Cenotes, Our Old Friend
One of the things we loved about Mexico from when we lived here before were the cenotes – the naturally-formed fresh-water pools and caves. They feel so good on hot days and with no sand or saltwater, you feel clean at the end of your swim! I overcame my distaste for driving and rented a car for 2 days. On the first day we drove to Cancun in hopes of finding more gluten free options. That trip was a bust and we came home cranky due to no gluten free hamburger buns,
my granny driving dealing with impatient drivers, a lot of traffic and a very uncomfortable car.
But we set out on day 2 and headed for our favorite group of cenotes. Success! We had a blast jumping from the cliff (the girls, that is, #notme), Zoe met a British girl who appreciated the company of a peer for the day, and Haley and I got a great natural pedicure from the fishies. We were reminded of our love of cenotes and despite my irritation at driving, we vowed to do more cenote days soon.

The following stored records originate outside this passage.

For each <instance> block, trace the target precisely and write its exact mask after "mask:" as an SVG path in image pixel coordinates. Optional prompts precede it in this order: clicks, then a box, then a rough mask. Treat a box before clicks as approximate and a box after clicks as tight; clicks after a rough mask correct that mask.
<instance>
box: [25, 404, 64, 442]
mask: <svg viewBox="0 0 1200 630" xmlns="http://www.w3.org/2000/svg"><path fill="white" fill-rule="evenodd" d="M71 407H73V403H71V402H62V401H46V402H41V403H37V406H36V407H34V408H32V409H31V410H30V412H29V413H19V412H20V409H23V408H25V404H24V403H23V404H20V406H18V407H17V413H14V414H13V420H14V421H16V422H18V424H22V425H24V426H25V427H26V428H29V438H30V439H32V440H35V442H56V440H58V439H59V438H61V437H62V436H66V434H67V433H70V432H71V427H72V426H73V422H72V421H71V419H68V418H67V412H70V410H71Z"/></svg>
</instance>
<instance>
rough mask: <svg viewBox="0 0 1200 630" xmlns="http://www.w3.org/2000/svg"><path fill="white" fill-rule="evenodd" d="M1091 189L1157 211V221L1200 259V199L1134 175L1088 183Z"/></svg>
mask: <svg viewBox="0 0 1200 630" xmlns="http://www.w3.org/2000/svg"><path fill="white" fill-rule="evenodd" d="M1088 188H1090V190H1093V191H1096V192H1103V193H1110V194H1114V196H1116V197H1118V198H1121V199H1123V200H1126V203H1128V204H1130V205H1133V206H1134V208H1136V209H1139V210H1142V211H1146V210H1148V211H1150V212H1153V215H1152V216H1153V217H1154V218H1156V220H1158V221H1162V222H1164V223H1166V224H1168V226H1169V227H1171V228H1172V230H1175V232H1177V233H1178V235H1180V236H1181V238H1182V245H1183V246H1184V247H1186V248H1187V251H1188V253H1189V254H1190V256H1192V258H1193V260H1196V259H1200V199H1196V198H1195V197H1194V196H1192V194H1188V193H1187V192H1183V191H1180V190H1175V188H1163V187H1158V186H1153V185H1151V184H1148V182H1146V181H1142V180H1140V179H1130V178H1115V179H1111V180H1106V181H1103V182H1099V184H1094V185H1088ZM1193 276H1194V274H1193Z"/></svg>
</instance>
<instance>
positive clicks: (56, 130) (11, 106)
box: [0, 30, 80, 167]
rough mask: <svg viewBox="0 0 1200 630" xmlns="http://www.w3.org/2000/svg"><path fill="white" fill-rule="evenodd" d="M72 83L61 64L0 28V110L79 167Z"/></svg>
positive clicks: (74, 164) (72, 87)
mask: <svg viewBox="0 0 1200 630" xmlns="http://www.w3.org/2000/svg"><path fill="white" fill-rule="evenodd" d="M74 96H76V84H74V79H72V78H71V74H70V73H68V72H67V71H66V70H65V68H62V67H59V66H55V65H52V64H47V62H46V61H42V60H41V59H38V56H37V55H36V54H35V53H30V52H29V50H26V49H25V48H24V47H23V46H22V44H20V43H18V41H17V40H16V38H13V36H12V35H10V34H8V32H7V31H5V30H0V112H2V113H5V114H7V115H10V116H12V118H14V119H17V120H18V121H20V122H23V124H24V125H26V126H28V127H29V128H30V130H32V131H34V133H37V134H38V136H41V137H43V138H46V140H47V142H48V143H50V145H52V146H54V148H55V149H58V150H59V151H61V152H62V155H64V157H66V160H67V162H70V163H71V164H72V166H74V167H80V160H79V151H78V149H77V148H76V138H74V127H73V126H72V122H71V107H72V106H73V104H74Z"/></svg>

You’re thinking WUT? You are in Mexico, Allison, not Canada! Yeah, I know. But this is what I’m watching on TV right now, other than Friends. The Netflix options, in English, for this region are pretty minimal. I was really hoping to catch up on some things that we missed while outside the USA (looking at you, Game of Thrones), and since we’ve got down time here, and a relatively strong air conditioner, it seemed like the perfect combination. Netflix had other plans. So now I’m consulting with the President of Family Technology (Dan) and we are coming up with some other options.
Dan Does Arizona
Dan is doing well in Arizona. He went to visit his dad in California and was told by the doctor that his dad needs to have more care on a daily basis. So Dan returned to Arizona and rented a two-bedroom apartment, in preparation for moving his dad to Arizona in October. They’ll live as bachelors until all the Sherman Girls return from Mexico in December, when Dan will find us accommodations for, by then, what will be an expanded family.
Dan has also started real estate school. Dan is not a fan of classroom instruction and definitely not a fan of starting school every day at 8 a.m. But he is a fan of making his way in the real estate world so sometimes you gotta do what you gotta do. He passed his school test the day after finishing classes (people usually take some time to study… Dan, notsomuch). So now all he has to do is take the vaunted state test and he’ll be in business.
In summary, we’re doing fine. We’re not doing much, but we’re doing fine. Playa del Carmen feels like a comfortable pair of shoes; they don’t look all that fancy, but they feel good when you put them on. We appreciate the many services available to tourists (spas, tours, shopping) and the low cost of services (hair cuts, doc visits, massages) and the active expat community who shares all the secrets of the city. Not gonna lie: we are really looking forward to going home in December. But until then, we are content.